GÜNÜN ÖYKÜSÜ: Tarhana can
O ânı hayal et diyordu. Hezarfen’i azıcık düşün, gözünü kapat o kanatları sana vereceğiz, kimse bilmeyecek. Saldın kendini kuleden. Var gerisini sen hayal et. Et. Et çekinme...

Korkmuşum sanki. Birden kabardı dalga. Kayalığın ucundan PABUCUMA saldırdı. Islanır kurur oysa. Bir süre ılıklıkla keskin soğuk arasında gider gelirim. Boyumu aşacakmışçasına ha haha güleyim dedim saçımı aldı kökünden bileğine doladı, nemli ayak ucumla geri çekilmeye yer bulamadım geri gidemedim, dizim sıyrılıp en sivri ucundan, kıçımın üstüne düşüp bir de diklenmem yanıma kalınca, sindim. Korkmadım yine. Avucum içi kayaya yapışık sonradan silkelenecek ufak taşlar. Düdüğü duydum sonra sanki omuriliğim çekilirmiş çok geri gitmezsem gelip beni biçecek – fısıldadı önce martı seni kim gönderdi o, o, o dedi güvendim- geri gittim. Abandım avucuma. Derin derin çizilsin. Yarılsın bulutlar güneş batmıyor mu? Turunç olmayacak mı gök? Önünde de dalga kabarsın beni yutsun dedim.

Hani yekpare deniz, iki yükselmiş toprağın arasında duruyor ya ben ona bakıp hayretler içinde kalırken kendi içime dönebildim. İtiraftan öte, o boğazdaki martılara saplanan ÇATAPATLARIN anlık patlaması. Yırtan ve delen bugünü, ânı. Islandın ya şimdi hatırla.

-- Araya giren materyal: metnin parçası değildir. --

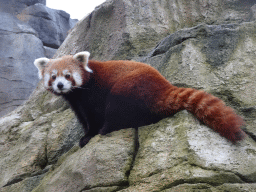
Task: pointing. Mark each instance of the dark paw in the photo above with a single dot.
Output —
(84, 140)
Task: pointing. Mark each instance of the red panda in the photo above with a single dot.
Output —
(113, 95)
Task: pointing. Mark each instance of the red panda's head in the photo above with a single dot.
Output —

Dergâhtan çıktım. Yüzümü sürdüğüm insanın etek ucunun tadı dudağımın kenarında kalmış. Sol kulağımda genzinden gelen çınlamadan beter nağmenin hırıltısı vardı. Güzel yüzüne bir kez kaldırıp bakamadığımı başımı, kaç sene oldu diye kendime kızarak. Yolun çarpık yuvarlak taşı âh topuğumun tersine geldi. Eğdi bileğimi. Uzanıp orama bir an bükse de dilimi ona bir söz etsem diledim. Hafifçe kızaran yere dudağım arasından azcık tükürük çekip sürdüm. Eve kadar idare eder.

Köhne tahta evlerin çatısına tünemiş kuşun gözün değerken aklımdan geçen babanın sakalından süzülen çorbanın tiksintisine boğulup gitmekten çıkardım kendimi. Bunu düşünürken kendimi sona aldım ki önemsemeyeyim, sonunda her şeyin kişi öyle aç ve önemsiz. Çıktım basamağa ve kapıyı tıklattım. Açtılar.

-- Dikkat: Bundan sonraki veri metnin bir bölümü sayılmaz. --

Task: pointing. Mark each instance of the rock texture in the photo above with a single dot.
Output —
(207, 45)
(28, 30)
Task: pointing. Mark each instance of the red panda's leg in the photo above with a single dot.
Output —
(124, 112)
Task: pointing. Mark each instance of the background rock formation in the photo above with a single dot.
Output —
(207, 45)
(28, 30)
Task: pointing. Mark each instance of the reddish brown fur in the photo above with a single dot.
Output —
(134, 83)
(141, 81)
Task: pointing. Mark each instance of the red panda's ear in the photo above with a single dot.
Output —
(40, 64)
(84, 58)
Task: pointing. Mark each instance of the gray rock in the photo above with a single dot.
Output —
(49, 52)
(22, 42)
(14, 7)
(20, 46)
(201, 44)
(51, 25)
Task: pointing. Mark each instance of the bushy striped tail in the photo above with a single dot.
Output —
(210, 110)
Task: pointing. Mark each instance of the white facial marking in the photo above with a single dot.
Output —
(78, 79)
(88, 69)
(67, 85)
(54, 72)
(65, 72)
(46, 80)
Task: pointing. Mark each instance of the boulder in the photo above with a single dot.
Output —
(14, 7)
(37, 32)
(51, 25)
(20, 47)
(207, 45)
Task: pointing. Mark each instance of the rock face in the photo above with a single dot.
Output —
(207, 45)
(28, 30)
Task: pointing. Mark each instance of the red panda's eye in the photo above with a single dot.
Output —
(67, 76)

“Zor zor zor zor zamanlar” diye zor’u ağzından çıkarmaya çalışan yarı kekeme babanın sofrasına oturdum. Dua ettik. Şükrettik. Tarhana kaşıktan aktı. Analarım öylece bakıp ekmeği uzatmayı akıl etti. Abdülhamid’in kutlu varlığına şükreden ağzın altından tuzu aldım, önümdeki ahşap tasa boca ettim. Aşırı bir tatla uyarılan damağımdan akabilen zihnim zor zor zor zor yutmak diye bağırırken midemi zapt ettim. Kim bilir kaçıncı cüzün arkasına yazdığım hikâyeyi devam ettirmek için tandırın gelmesini sabırsızca beklerken, yüzümü asıl anamın omzuna dayadım. Şöyle bir kıpırdandı çenem dışar etti. Hoş değildim. Pilavın üstünden aşırılan kaşığın ucundan baktım. Bıyığına takılmış taneler konuştu: “Unutmuşlar tevekkülü ve geceyi. Nüshalar geçti elime. Okumam. Göz attım. Unutmuşlar padişahın gölgesini. Sanki güneş varmış sahra misali yaşar bunlar.” O zamanlar on altı, nasılsa kurtulan verilivermekten bir sofuya, gittim geldim dergâha. Çok okuyor, iyi okuyor, taneli okuyor, nağmeli okuyor dediler de kurtuldum. İkinci bir yüzeyden aşırandan. Pinhan.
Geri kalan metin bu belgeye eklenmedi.